Not at all actually, passing hostnames means they can fully handle happy eyeballs for you and all other performance optimizations that you can do if you resolve and connect in one call.

  • ruthmarx 2 days ago

    It also means if you do it the 'Apple' way they might choose to intercept or modify responses. That seem in line with Apple's practices as a company even if they are not doing it yet. I feel anything they might do like that might be less likely to extend to what the article refers to as a legacy API.

    • tpmoney 2 days ago

      If you were writing a Java application, would you do your own DNS resolution, or would you make a new socket address object and give it a hostname and let the api resolve the hostname for you? If you don’t hand roll your own dns protocol lookups, how do you know the OS, or Java or your socket library aren’t intercepting and modifying request out from under you? Heck, even if you use getaddrinfo directly how do you know your libc implementation isn’t intercepting and modifying the lookups on you? If the threat model you’re coding for is “Apple is a hostile actor intercepting and modifying dns queries” then you really can’t trust their provided posix calls either.

      • ruthmarx 2 days ago

        > If you were writing a Java application, would you do your own DNS resolution,

        Java isn't known to nanny the users of apps developed in it's language. It's never even tried IMO.

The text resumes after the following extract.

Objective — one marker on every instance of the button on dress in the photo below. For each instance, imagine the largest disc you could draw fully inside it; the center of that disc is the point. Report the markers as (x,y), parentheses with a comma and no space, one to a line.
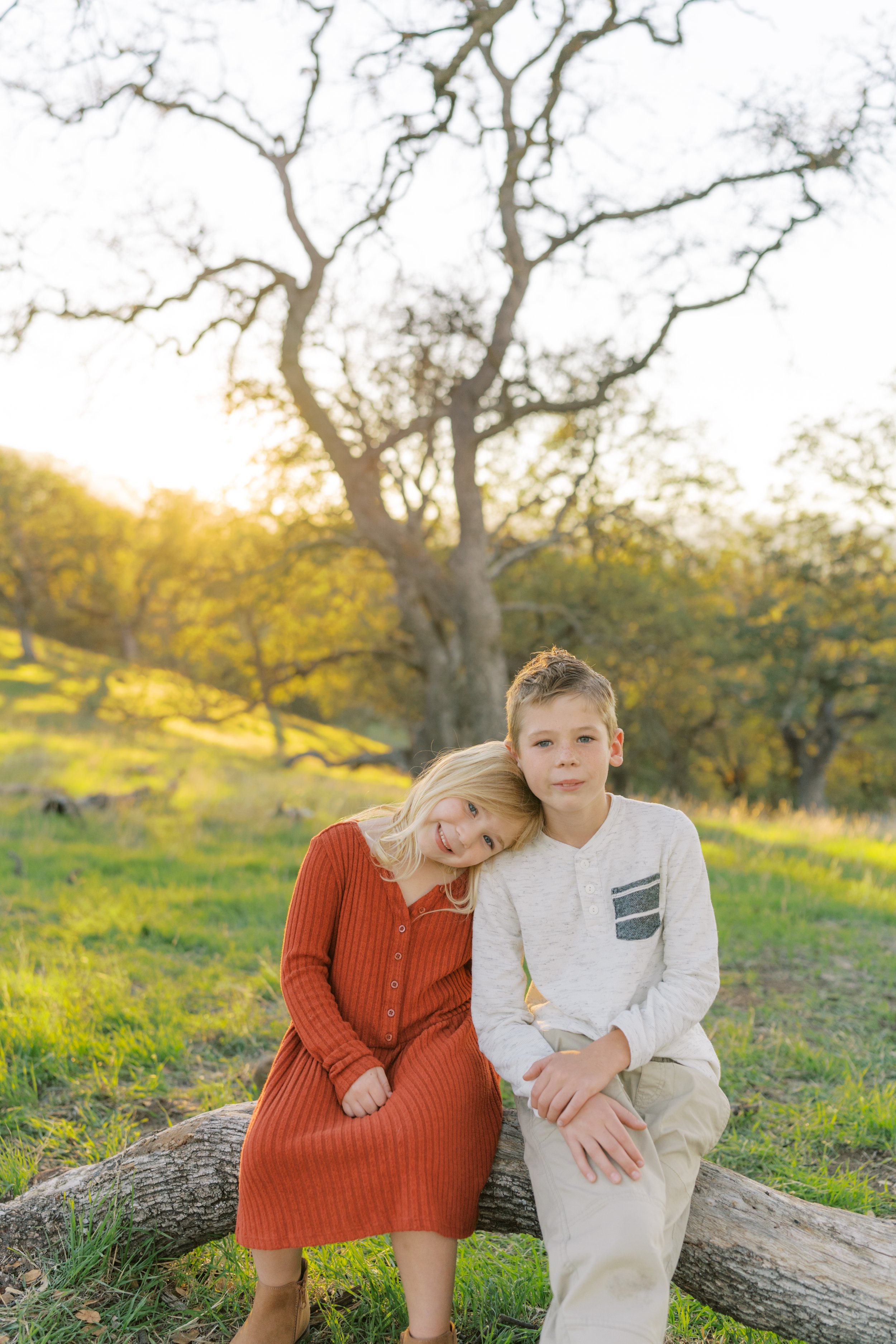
(370,982)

        > If the threat model you’re coding for is “Apple is a hostile actor intercepting and modifying dns queries” then you really can’t trust their provided posix calls either.

        Sure, but that isn't the threat model. I described the threat model above, which is closer to "I don't trust a company famous for trying to nanny not to try to nanny if using their preferred developer frameworks, while I kind of trust they won't for a legacy API they barely pay attention to".

    • dwaite 2 days ago

      I would feel far more concerned that an arbitrary application that decided to do its own DNS resolution would be doing so for nefarious reasons, or might mess up the process (such as not supporting encrypted DNS in this case).

      If you genuinely cannot trust the OS vendor, you don't try to tinker around in user space but you stay off their platform. Personally, this is why I don't have any machines with a Microsoft OS, and why I don't have a Playstation.

      • ruthmarx 2 days ago

        The concern isn't that Apple controls the OS and so could do nefarious rootkit type stuff, but rather they may try to nanny through the framework they prefer and push for all apps for their platform to be developed in.

    • EraYaN 2 days ago

      But you are already on their OS, so they would always be able to do that. They make the kernel, the hardware and it's firmware, so it's a moot point and needless paranoia. Might as well use the API that gives a better user experience.

      • ruthmarx 2 days ago

        > so it's a moot point and needless paranoia.

        No it's not. You are misunderstanding my point.

        I'm not talking about Apple being able to patch the OS and control everything at that level - of course they can, but it seems unlikely.

        I'm talking about a developer framework, a high level abstraction, where the method of resolving would be more likely to be intercepted - consider for example something like that on an iPhone with the justification being safety or 'for the children' or whatever.

        That doesn't seem unlikely or improbably at all, and certainly not moot or any kind of paranoia.